Thursday, July 17, 2008

Passing Strange

Catherine had said several times this season that she wanted to see Passing Strange. Sadly, if I don't have to see something—usually because someone I know is in it, wrote it, directed it or produced it—I rarely pay much attention to what's going on uptown; I could tell you what's on at HERE or P.S. 122 much better than what's on Broadway (apparently, Cats has closed). So I really knew nothing about the show other than what I'd heard in t.v. and radio commercials, which didn't intrigue me all that much: the music in the ads were all ballads from the show—I suppose because someone thought they'd be more palatable to the general public. Earlier this year, Ralph and his girlfriend, Emma, saw the show and both loved it, which made me more interested, but we still didn't actually make the effort and get tickets.

This past May, Stew and the cast performed something from the show at the Obie awards. When I saw it listed in the program, I still wasn't very enthusiastic—I was expecting a sweet pop ballad—so frankly, I thought it might be a good time to take a bathroom break. Thank god I didn't have to go! The medley they sang ended with "Keys (It's All Right)," which is anything but sweet, pop or a ballad: it's pretty much a kick-ass rock song and it completely blew me away (providing Catherine with a "See, I told you! Why don't you listen to me?" opportunity).

Despite winning Best Musical Obie, Drama Desk and NY Drama Critics Circle awards, the show only received one Tony®, for the book. Ultimately, the audiences just weren't big enough to fill the Belasco Theater, so the show is set to close this Sunday, the 20th. We got tickets for the performance last Saturday night and it was by far the best time I've had on Broadway this year. It's not a big show (David Korins' Light Wall, right, notwithstanding): just 6 incredibly gifted actors, 4 equally strong musicians and Stew as narrator; it's very simply staged and the different locations are indicated using lighting and just a few chairs. The band is onstage throughout the piece and interacts with the actors from time to time—sometimes responding to them, sometimes giving them a prop or an instrument to play.

While the story is familiar—a variation on the prodigal son, really—it's not ultimately what you say but how you say it in the theatre that matters most. Stew tells us his personal journey through his own narration, songs and scenes performed by the actors. For the most part, he is an observer of the action: a commentator who offers us an insight and awareness into the truth of the moment that the characters are usually incapable of having (I say usually because there are times where the actors get to step out of a moment and talk directly to us, too). With a musical, of course, it's in the songs that the piece stands or falls, and this score is exceptional— rich, intelligent lyrics that keep the show moving and diverse musical influences from pop to punk to performance art (which was done with humor but, most important and rare for mainstream theater, done well). I haven't bought an original cast album in over 20 years—I got this one off iTunes Monday morning and have already listened to it a couple of times through.

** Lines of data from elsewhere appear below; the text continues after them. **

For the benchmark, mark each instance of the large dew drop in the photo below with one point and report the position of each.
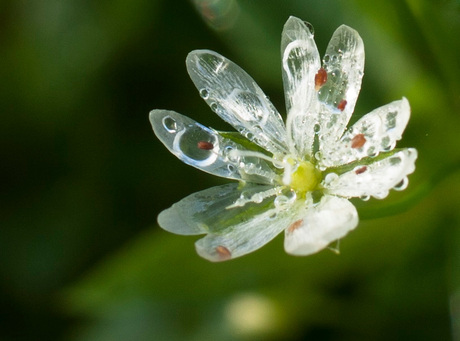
(188, 142)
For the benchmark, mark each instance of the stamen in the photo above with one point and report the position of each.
(342, 104)
(256, 197)
(320, 78)
(358, 141)
(205, 145)
(294, 226)
(223, 252)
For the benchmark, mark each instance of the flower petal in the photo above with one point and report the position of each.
(300, 64)
(237, 99)
(207, 150)
(376, 132)
(204, 211)
(247, 235)
(322, 224)
(375, 179)
(233, 230)
(344, 64)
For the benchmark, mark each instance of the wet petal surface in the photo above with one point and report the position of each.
(300, 64)
(344, 64)
(237, 99)
(207, 150)
(332, 218)
(375, 179)
(376, 132)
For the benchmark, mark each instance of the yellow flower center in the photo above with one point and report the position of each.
(305, 178)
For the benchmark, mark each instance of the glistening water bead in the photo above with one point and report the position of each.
(205, 145)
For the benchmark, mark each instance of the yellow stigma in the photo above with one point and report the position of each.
(305, 178)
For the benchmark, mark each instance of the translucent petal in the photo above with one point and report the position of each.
(344, 64)
(375, 179)
(207, 150)
(232, 232)
(322, 224)
(376, 132)
(300, 64)
(237, 99)
(206, 211)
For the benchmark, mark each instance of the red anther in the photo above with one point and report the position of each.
(223, 252)
(295, 225)
(205, 145)
(361, 170)
(358, 141)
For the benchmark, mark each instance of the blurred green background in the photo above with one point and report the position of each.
(84, 178)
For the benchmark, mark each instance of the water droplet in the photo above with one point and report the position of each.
(285, 199)
(402, 185)
(223, 253)
(231, 153)
(272, 216)
(310, 27)
(257, 198)
(360, 170)
(196, 143)
(391, 120)
(371, 151)
(320, 78)
(204, 93)
(294, 226)
(170, 124)
(317, 128)
(358, 141)
(249, 135)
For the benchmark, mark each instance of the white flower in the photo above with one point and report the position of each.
(296, 176)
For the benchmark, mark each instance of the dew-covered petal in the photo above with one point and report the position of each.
(344, 64)
(320, 225)
(376, 132)
(300, 64)
(206, 211)
(206, 149)
(233, 230)
(237, 99)
(374, 179)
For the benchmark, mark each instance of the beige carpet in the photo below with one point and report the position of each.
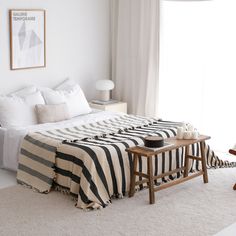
(192, 208)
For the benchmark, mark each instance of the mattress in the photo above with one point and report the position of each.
(11, 139)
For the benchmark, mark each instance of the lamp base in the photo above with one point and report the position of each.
(104, 95)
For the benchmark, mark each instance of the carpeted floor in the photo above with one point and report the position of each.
(192, 208)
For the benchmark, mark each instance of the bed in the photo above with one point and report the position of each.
(79, 150)
(89, 160)
(11, 138)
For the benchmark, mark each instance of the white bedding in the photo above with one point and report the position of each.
(10, 139)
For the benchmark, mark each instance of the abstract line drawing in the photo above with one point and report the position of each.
(27, 35)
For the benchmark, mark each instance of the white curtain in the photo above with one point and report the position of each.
(135, 54)
(198, 67)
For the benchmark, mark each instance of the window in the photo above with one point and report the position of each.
(198, 67)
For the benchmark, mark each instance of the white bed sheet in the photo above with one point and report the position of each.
(13, 137)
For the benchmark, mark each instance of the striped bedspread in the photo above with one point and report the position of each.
(90, 160)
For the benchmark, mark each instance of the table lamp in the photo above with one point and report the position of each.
(104, 87)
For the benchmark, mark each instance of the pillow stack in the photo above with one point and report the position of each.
(19, 109)
(31, 106)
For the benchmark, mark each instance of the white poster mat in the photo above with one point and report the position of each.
(27, 38)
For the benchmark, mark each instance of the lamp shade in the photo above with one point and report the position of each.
(105, 85)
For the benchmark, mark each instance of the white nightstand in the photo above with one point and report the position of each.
(116, 107)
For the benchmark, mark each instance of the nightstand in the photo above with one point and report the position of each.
(116, 107)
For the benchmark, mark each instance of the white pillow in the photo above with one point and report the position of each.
(66, 84)
(25, 91)
(73, 97)
(19, 111)
(52, 113)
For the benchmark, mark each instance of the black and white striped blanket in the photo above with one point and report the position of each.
(90, 160)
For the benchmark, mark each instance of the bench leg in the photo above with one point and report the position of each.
(204, 168)
(186, 161)
(133, 176)
(234, 188)
(150, 181)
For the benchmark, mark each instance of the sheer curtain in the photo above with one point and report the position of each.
(198, 67)
(135, 54)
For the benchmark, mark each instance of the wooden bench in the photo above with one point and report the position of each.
(149, 178)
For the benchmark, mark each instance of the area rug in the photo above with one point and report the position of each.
(192, 208)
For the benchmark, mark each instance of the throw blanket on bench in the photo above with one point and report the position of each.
(90, 160)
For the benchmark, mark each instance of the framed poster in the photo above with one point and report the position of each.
(27, 39)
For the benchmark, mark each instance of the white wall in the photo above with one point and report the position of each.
(77, 41)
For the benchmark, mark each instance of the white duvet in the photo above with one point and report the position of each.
(12, 138)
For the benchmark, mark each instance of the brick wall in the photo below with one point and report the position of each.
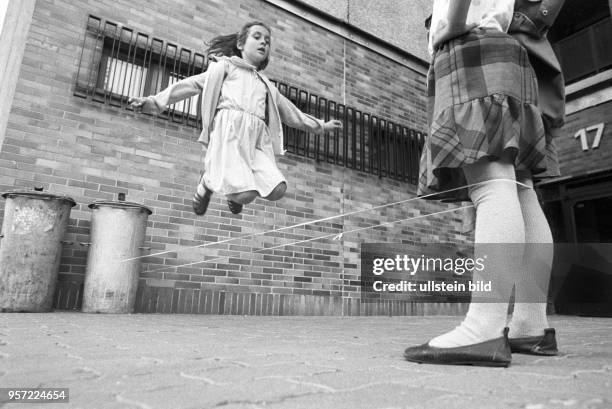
(90, 151)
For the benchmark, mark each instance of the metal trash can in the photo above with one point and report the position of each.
(30, 249)
(117, 235)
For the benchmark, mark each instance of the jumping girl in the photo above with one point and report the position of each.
(242, 114)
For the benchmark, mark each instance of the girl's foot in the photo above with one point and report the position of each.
(234, 207)
(545, 344)
(201, 199)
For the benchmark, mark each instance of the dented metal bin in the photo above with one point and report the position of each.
(113, 264)
(33, 227)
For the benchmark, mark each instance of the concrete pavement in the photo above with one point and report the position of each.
(207, 361)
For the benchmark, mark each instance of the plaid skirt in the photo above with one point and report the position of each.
(482, 101)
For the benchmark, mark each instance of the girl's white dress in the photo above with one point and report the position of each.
(240, 155)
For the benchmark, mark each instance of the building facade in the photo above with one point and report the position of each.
(578, 204)
(68, 129)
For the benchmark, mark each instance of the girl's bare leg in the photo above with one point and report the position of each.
(278, 192)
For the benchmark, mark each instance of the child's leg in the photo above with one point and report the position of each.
(278, 192)
(529, 316)
(201, 198)
(498, 220)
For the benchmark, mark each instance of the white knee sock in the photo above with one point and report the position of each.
(529, 316)
(498, 220)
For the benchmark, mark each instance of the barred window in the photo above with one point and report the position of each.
(117, 63)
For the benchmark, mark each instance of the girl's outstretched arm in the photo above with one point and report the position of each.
(453, 23)
(178, 91)
(292, 116)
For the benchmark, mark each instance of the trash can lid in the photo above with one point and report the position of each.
(34, 194)
(119, 205)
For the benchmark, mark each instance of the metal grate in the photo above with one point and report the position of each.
(117, 63)
(586, 52)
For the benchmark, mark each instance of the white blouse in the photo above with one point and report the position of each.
(495, 14)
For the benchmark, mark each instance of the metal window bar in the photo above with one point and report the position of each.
(118, 62)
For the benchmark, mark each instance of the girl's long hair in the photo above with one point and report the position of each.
(227, 45)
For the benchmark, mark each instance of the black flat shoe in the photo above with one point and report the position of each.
(235, 207)
(200, 202)
(539, 345)
(495, 352)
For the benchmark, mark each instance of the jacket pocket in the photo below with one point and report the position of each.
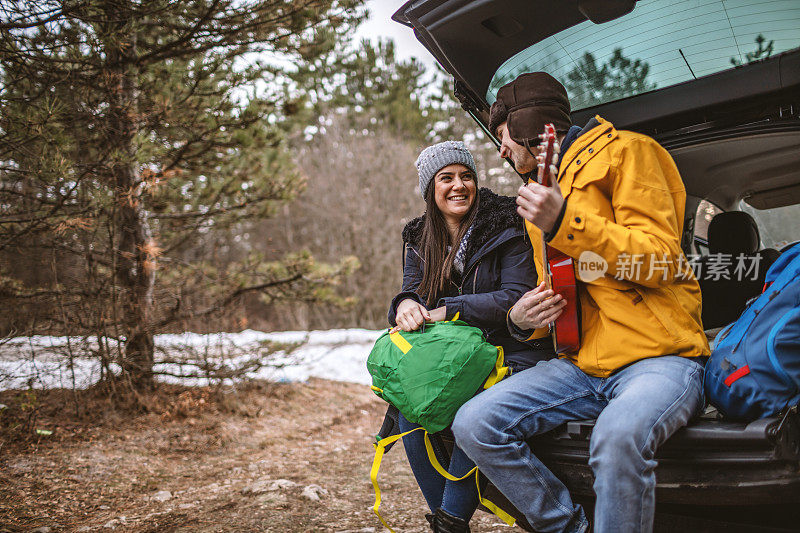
(594, 171)
(661, 305)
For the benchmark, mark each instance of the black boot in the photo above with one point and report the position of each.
(444, 522)
(429, 518)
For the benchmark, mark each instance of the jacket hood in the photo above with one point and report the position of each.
(495, 214)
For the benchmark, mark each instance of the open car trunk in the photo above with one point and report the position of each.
(734, 133)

Fortunately for those of you who can't get to New York this weekend, Spike Lee is going to film the matinee and evening performances this Saturday, July 19th. It appears that he's planning it as a film of the stage production, maintaining the concert-style performance and theatrical conventions, rather than attempting to represent the characters naturalistically. Personally, I think that's the best way for this piece, especially with regard to the four actors who play multiple roles—African-Americans who frequently represent characters that are clearly caucasian; they deserve to have their wonderful performances seen as they were intended to be seen.